Evidence of the human cost of the Clinton administration’s welfare 'reform' has begun to emerge in a series of reports showing a substantial increase in homelessness, hunger and poverty over the last year.
With the official unemployment rate at a 20-year low and the stock market posting new records, the general impression given by President Clinton and the news media is that America is enjoying an unprecedented level of prosperity and economic well-being. But recent studies on the impact of the welfare cuts show a very different picture: one of increasing suffering for millions of poor and working people throughout America’s cities and rural areas.
The new welfare laws that were enacted with bipartisan support in 1996 ended the 60-year-old guarantee that the federal government would provide assistance to the long-term unemployed. Since then more than a 1.5 million recipients have been removed from the program and forced into low-paying jobs or outright destitution.
A study by the Preamble Center for Public Policy, entitled Welfare Reform—The Jobs Aren’t There, concluded that because of a severe shortage of entry-level jobs and the low pay associated with them, it would be impossible for hundreds of thousands of welfare recipients to lift themselves out of poverty once they were removed from the program. Furthermore, the overall effect of pushing millions of people into competition for low-wage jobs will be to further depress wages.
Citing the Midwestern states of Illinois, Michigan, Ohio and Wisconsin, the report noted that the odds against a typical welfare recipient landing a job that paid enough to lift her family out of poverty were 97 to 1. The situation in other parts of the country could be even worse.
The influx of former welfare recipients into the low-wage labor market is projected to lower wages in this sector by nearly 12 percent. The wage-depressing effects of welfare reform will therefore cause not only an increase in poverty among welfare recipients, the Preamble report concluded, 'but also an increase in the number of the working poor.'
Another report, by the Tufts University Center on Hunger and Poverty, demonstrates the vindictiveness of the policies adopted by state governments since primary responsibility for welfare programs was transferred to the states in 1996. The majority of state governments have imposed restrictions that will result in worsening economic conditions of the poor.
The report found that 45 states and the District of Columbia either adopted the new federal lifetime limit of 60 months, or made changes in their state welfare programs to impose even stricter time limits for the majority of recipients. The study said this measure would have catastrophic consequences for more than half of the present welfare recipients who have serious barriers to employment such as their child’s or their own poor health, physical or psychological disabilities and low skill levels.

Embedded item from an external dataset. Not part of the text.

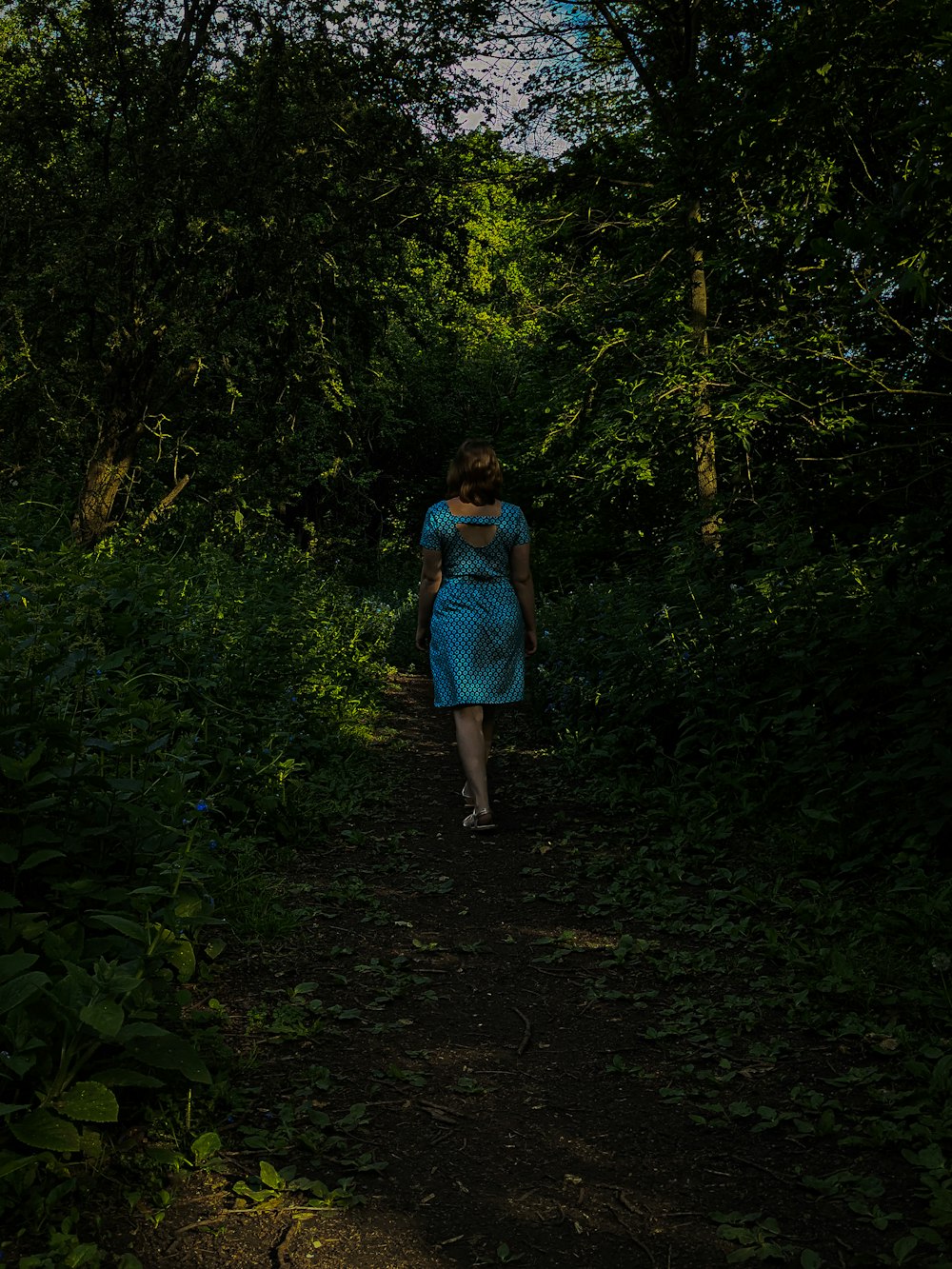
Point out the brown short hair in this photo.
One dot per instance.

As for the claim that the new welfare laws would help recipients find work and become self-sufficient, the report found that nearly half the states provide less assistance to welfare recipients in achieving job readiness and obtaining jobs than was provided under previous welfare policies.

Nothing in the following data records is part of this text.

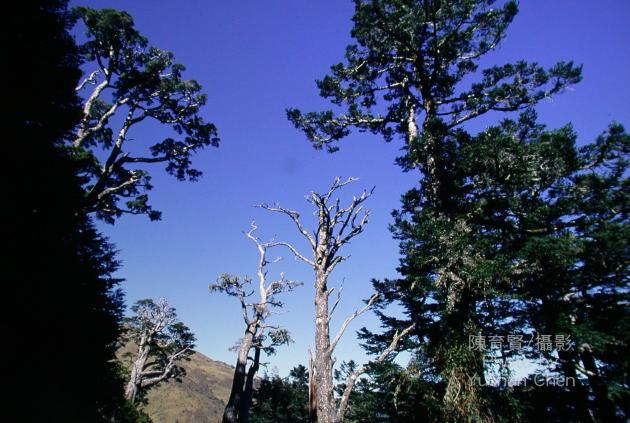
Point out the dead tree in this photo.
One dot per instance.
(259, 335)
(162, 343)
(336, 226)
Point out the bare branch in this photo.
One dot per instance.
(349, 319)
(295, 216)
(88, 80)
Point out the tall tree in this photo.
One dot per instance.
(130, 82)
(162, 342)
(407, 75)
(61, 299)
(336, 226)
(260, 334)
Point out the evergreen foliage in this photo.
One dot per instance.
(57, 269)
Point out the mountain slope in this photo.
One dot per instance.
(199, 398)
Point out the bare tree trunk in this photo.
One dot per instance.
(326, 409)
(312, 390)
(604, 407)
(230, 415)
(579, 393)
(248, 392)
(135, 380)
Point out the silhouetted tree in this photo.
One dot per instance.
(162, 342)
(260, 334)
(282, 400)
(57, 269)
(336, 226)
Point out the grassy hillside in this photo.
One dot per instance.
(199, 398)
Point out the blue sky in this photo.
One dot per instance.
(254, 59)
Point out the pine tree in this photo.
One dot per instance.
(57, 269)
(406, 76)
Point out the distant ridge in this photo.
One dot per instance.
(199, 398)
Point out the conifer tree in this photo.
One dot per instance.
(128, 83)
(406, 76)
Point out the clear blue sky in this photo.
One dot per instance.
(254, 59)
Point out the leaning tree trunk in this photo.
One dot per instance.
(135, 380)
(248, 392)
(230, 415)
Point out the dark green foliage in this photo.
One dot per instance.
(278, 400)
(409, 61)
(537, 233)
(57, 269)
(134, 81)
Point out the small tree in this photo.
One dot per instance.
(162, 343)
(132, 82)
(259, 334)
(336, 226)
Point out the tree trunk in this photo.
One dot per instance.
(578, 393)
(312, 390)
(605, 408)
(135, 380)
(248, 392)
(230, 415)
(323, 359)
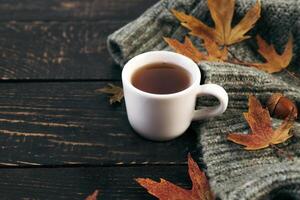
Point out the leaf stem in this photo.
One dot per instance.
(283, 153)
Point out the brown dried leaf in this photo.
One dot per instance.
(116, 93)
(165, 190)
(275, 62)
(222, 13)
(262, 135)
(214, 53)
(93, 196)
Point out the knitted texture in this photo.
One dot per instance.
(233, 172)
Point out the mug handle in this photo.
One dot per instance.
(216, 91)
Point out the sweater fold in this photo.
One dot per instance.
(233, 172)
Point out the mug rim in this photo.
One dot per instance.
(195, 80)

The impact of the welfare cuts is already being felt in major urban areas. The Detroit Free Press reported in late February that area homeless shelters were overflowing and many in need had been turned away. Steve Pollock, the executive director of the Michigan Coalition Against Homelessness, told the newspaper that Michigan shelters are 15 to 50 percent busier this year. Providers blamed the increase on the new welfare rules, the elimination of food stamps and disability payments, as well as rising housing costs and falling or stagnant wages.
Michigan, which has seen a drastic decline in its official jobless rate, is frequently cited in the media as an example of the new prosperity. The Midwestern industrial state has also been referred to as one of the success stories of welfare reform.
Caretakers at homeless shelters have noted in particular a large increase in the number of impoverished women and children seeking help. To a considerable extent a regular cycle has developed. The new work rules force a mother on welfare to take a low-paying job. The welfare agency closes the case and stops cash benefits and medical insurance. Then the worker loses her job or does not earn enough to pay rent and other expenses. She is evicted and ends up, with her children, in a homeless shelter.
These conditions are by no means limited to Detroit and Michigan. In December the US Conference of Mayors released a study showing that 60 percent of the US cities they surveyed reported an increase in requests for emergency shelter in the first half of 1997. As to the growth of hunger, the mayors’ report noted a 16 percent increase in emergency food requests overall, a 13 percent rise from families with children, and a 9 percent increase from seniors. Nearly one in four of these requests had gone unmet because the cities had inadequate supplies of emergency food.
The mayors’ report noted that Detroit’s homeless population had risen by 20 percent over the last year, second only to San Antonio in its survey of 29 large urban areas. On any given day or night in Detroit there are approximately 10,000 homeless people, including between 800 and 1,300 children, the fastest-growing segment of the homeless population.
In addition to welfare reform the city officials acknowledged that a major cause for the rise in hunger and homelessness was poverty-level wages. Noting the fall in Detroit’s unemployment rate over the last year, the mayors admitted that most jobs available to welfare recipients paid $6 an hour or less and were 'woefully inadequate to support a household.' In addition, they noted that only a quarter of these jobs provided medical care and that state reimbursements for childcare, necessary to enable welfare recipients to work, were not nearly enough to cover costs.